Physics-informed Neural Network Predictive Control for Quadruped Locomotion
Haolin Li, Yikang Chai, Bailin Lv, Lecheng Ruan, Hang Zhao, Ye Zhao, Jianwen Luo
TL;DR
This work addresses precise quadruped locomotion under unknown payloads by introducing OPI-PINNPC, a framework that unifies online payload identification, physics-informed neural networks, and nonlinear model predictive control. Payload estimates feed the PINN physics-informed loss, producing an accurate, real-time surrogate for the robot dynamics that replaces traditional numerical integration in NMPC. Hardware experiments on the Kirin quadruped (payloads 25–100 kg) show about 35% improvement in position and orientation tracking accuracy and faster convergence compared with a baseline adaptive controller, demonstrating robust performance across payload variations. The approach offers a scalable, computation-efficient method to maintain locomotion performance under changing load conditions.
Abstract
This study introduces a unified control framework that addresses the challenge of precise quadruped locomotion with unknown payloads, named as online payload identification-based physics-informed neural network predictive control (OPI-PINNPC). By integrating online payload identification with physics-informed neural networks (PINNs), our approach embeds identified mass parameters directly into the neural network's loss function, ensuring physical consistency while adapting to changing load conditions. The physics-constrained neural representation serves as an efficient surrogate model within our nonlinear model predictive controller, enabling real-time optimization despite the complex dynamics of legged locomotion.
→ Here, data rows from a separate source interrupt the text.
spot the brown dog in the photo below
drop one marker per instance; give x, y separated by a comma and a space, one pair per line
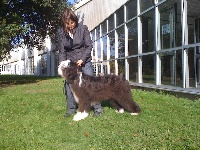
88, 90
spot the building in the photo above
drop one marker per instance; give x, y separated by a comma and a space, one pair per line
152, 43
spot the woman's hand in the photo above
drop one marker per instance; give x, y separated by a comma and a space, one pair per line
79, 62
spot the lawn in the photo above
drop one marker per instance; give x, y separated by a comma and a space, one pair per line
32, 109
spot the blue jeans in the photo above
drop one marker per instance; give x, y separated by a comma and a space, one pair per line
87, 69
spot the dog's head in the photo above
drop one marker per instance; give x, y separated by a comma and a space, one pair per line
68, 70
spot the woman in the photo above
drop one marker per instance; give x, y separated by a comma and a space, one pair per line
77, 48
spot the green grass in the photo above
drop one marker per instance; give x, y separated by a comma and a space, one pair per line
32, 109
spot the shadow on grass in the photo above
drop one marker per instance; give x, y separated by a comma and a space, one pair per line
9, 80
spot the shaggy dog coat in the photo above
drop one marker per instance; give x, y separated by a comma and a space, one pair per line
88, 90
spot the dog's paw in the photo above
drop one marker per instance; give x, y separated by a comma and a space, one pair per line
80, 116
134, 114
121, 110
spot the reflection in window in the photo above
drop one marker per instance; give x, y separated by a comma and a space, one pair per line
191, 67
112, 67
98, 50
148, 32
31, 65
131, 8
170, 25
93, 49
133, 69
120, 16
104, 39
93, 35
171, 68
111, 37
104, 28
121, 42
111, 24
98, 32
148, 69
145, 4
43, 64
121, 67
56, 64
132, 38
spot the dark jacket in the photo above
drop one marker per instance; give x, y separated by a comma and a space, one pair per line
79, 47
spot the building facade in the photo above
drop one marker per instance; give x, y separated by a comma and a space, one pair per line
152, 43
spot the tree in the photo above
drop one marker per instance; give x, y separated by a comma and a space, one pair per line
28, 21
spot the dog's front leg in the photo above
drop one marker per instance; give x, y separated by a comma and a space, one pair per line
83, 110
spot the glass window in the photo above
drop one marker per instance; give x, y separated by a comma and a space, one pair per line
121, 42
148, 32
93, 51
111, 37
171, 68
98, 50
43, 64
93, 35
120, 16
132, 38
121, 67
104, 28
148, 69
133, 69
97, 32
111, 23
170, 24
193, 13
112, 67
131, 9
145, 4
191, 67
104, 39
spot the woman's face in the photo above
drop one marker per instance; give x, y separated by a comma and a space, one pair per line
70, 24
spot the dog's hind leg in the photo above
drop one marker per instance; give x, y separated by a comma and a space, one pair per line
116, 106
83, 110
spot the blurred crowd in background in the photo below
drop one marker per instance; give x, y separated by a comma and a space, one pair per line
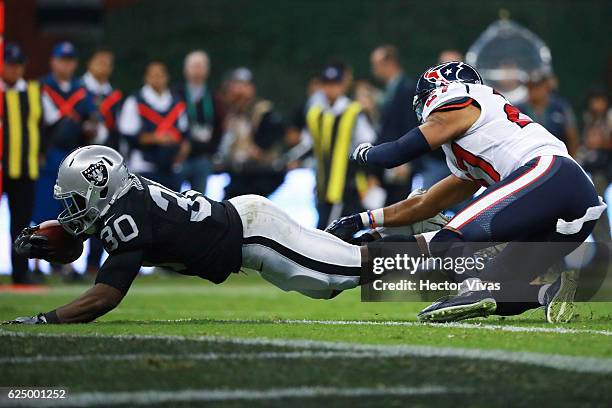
182, 130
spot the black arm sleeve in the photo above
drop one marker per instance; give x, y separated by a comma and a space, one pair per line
120, 270
408, 147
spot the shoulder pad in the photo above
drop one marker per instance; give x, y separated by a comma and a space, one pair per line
454, 96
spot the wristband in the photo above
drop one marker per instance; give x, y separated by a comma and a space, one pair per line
51, 317
373, 219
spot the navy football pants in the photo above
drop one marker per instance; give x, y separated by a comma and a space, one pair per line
546, 200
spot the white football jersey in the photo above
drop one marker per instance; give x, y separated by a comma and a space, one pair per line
499, 142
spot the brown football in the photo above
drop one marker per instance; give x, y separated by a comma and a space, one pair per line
68, 248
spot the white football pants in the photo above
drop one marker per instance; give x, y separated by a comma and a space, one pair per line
291, 256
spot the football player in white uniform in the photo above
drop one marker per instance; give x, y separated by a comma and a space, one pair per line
535, 191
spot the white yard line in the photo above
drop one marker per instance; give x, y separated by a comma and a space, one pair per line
556, 361
289, 355
477, 326
90, 399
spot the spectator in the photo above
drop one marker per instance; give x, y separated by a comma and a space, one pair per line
253, 143
106, 99
449, 55
70, 121
368, 96
205, 120
22, 125
551, 112
154, 120
335, 127
69, 117
108, 103
596, 153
Experimental validation on our quadruped robot platform demonstrates 35% improvement in position and orientation tracking accuracy across diverse payload conditions (25-100 kg), with substantially faster convergence compared to previous adaptive control methods. Our framework provides a adaptive solution for maintaining locomotion performance under variable payload conditions without sacrificing computational efficiency.